Personal Observations
My own personal opinion is that the basic design of the MGA body is a primary contributor to hot running. The frontal design is such that, when the car is moving, the air tends to be deflected smoothly around the front, bypassing the radiator grille. Some studies have shown that the recessed MK II grille deflects this flow somewhat and can improve running temperature by five to ten degrees. So, after attention to the radiator, I think that my paragraph above on air flow is the most important. I recently had a call from Warner Baines of Texas (or Maine, depending on the season) to say that he had rigged an auxiliary radiator, made from air conditioning condenser, under the passenger floor of his MGA, and that he picked up ten to fifteen degrees of additional cooling on the highway. The auxiliary radiator was connected into the cooling system in place of the heater. Such a claim; all other things being equal, indicates to me that the MGA circulatory system is probably adequate, and that the limiting factor is the radiator; either for air flow or water flow, or both.

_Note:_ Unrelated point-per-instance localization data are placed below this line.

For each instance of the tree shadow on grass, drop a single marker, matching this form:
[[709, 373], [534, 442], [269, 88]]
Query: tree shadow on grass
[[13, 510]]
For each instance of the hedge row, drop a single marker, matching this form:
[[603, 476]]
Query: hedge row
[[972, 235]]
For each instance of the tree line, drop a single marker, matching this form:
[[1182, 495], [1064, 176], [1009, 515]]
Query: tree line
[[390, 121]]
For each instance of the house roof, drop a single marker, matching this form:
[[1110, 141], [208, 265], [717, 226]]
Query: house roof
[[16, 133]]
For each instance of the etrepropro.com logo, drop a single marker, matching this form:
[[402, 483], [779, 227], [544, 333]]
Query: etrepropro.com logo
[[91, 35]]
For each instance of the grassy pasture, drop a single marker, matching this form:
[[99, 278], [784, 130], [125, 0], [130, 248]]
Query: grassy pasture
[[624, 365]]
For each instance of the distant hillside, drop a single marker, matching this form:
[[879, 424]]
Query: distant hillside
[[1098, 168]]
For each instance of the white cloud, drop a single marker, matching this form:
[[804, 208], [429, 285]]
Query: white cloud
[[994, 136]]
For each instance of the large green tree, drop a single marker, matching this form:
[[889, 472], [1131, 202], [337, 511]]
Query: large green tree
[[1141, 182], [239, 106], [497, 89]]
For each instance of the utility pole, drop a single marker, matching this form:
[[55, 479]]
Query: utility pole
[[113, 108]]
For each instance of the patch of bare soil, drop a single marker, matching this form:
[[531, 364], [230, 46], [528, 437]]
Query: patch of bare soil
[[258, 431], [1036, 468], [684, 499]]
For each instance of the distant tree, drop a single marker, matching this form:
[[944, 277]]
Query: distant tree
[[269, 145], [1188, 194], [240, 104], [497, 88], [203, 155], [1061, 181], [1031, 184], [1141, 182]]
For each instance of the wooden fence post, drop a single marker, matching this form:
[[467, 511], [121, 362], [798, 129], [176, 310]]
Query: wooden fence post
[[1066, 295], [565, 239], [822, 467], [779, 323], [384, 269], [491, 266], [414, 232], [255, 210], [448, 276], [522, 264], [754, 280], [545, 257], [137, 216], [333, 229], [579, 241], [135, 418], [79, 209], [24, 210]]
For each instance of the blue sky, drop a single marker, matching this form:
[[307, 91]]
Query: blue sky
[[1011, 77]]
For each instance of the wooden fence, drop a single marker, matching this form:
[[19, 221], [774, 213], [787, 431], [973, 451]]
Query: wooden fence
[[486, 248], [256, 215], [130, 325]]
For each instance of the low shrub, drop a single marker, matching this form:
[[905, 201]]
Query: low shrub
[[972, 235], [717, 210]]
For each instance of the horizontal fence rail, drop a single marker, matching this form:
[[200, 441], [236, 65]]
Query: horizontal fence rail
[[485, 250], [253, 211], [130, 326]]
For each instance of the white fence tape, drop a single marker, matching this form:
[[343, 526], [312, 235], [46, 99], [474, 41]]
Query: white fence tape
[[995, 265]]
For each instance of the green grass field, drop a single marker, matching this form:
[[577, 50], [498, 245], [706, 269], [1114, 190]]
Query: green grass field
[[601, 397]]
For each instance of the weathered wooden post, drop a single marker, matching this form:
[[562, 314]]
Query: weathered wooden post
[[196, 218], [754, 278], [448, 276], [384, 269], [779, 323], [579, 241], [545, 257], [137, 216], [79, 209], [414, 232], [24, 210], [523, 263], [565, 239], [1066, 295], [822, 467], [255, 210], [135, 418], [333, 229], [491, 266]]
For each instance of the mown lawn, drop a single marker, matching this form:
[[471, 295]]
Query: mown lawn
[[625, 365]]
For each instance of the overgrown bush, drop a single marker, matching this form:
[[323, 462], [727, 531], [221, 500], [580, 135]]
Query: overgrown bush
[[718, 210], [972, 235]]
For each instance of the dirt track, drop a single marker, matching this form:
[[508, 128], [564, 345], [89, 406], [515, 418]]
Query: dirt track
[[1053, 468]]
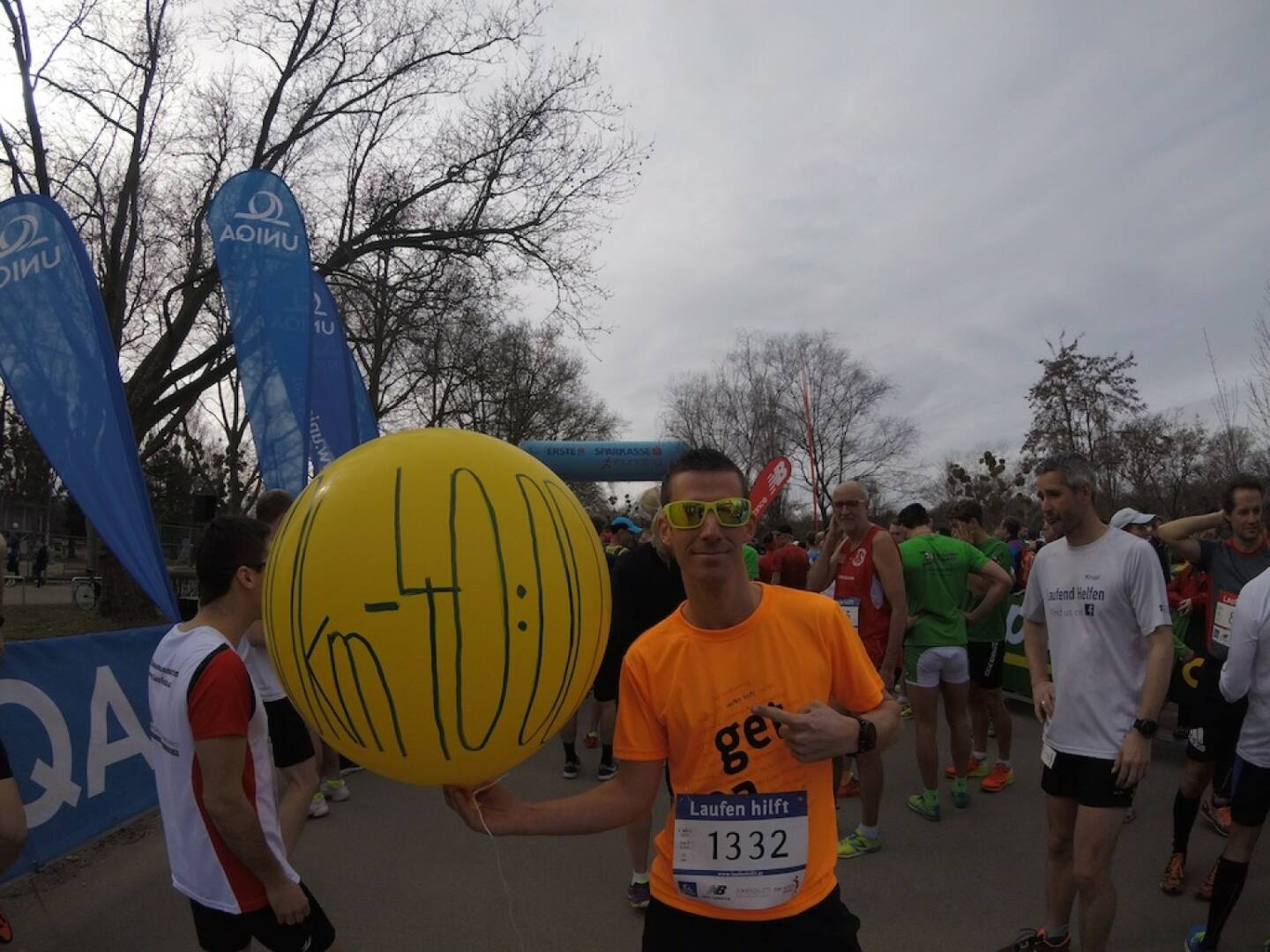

In his discussion, Blake Urban pointed out that a critical part of engine cooling is the transfer of heat from the metal of the engine block to the cooling fluid, with plain water being a better transfer agent than antifreeze. Although I have no personal experience, I understand that there is a product on the market called Water Wetter, or something like that. Water Wetter is added to the cooling system fluid, presumably in addition to antifreeze, to improve the transfer of engine heat to the coolant. I heard some discussion of Water Wetter at the Winston-Salem GT last year, and those who tried it claimed that their MGAs ran noticeably cooler. I haven’t checked on the availability of Water Wetter, if that is what it is called, but I believe that Moss is, or was, offering it. Also, if it is that good, it should be available in auto parts stores. Next, time I am in Pep Boys I’ll check it out.

7 thoughts on “Engine Cooling

  1. Comment by: Fred Woller

    If your having trouble installing the air hoses, join a car club and ask some friends to help . It shouldn’t take more than 20 to 30 minuted.

  2. Comment by: David Quinn

    I believe the best solution is a new radiator. If you have a 7 pound cap, tried Water Wetter, etc. I would buy a new one. The new replacements have 3 rows whereas orig had 2. That’s a 50% improvement. I got mine from Cecilia ….. After she insisted it would cure my issues and she was right.

  3. Comment by: Morris Sulatyski

    I’ve had heating problems with my MGA for 50 years…I’ve tried electric fans and oil coolers but they did not solve the problem. I have had better results from the addition of Water Wetter and a radiator shroud. Not an awful lot, but every little bit counts when you are sitting at a red light and watching that temperature guage climb!

  4. Comment by: Michael Burgess

    I have a technical question regarding the air hoses that mount behind the grill and go each side of the radiator bulkhead. I have an oil cooler mounted in front of my radiator, do I remove it to install the air hoses and then reinstall or is there another method?

  5. best thing i ever did to help with engine temp, is to put in an alluminum radiator (about 300.$) , install 7 blade plastic fan , use fan shroud , use new antifreeze and water wetter .my car now has a love affair with me. Before all the instalations running temp of car was always between 200-and 220. Now we usually maintain 175-190 when driving. just rememberthat since fan is belt driven, when your at a traffic light the temp will normally go higher untill light turns green . temp should return to normal once water pump is moving water through engine at regular pace.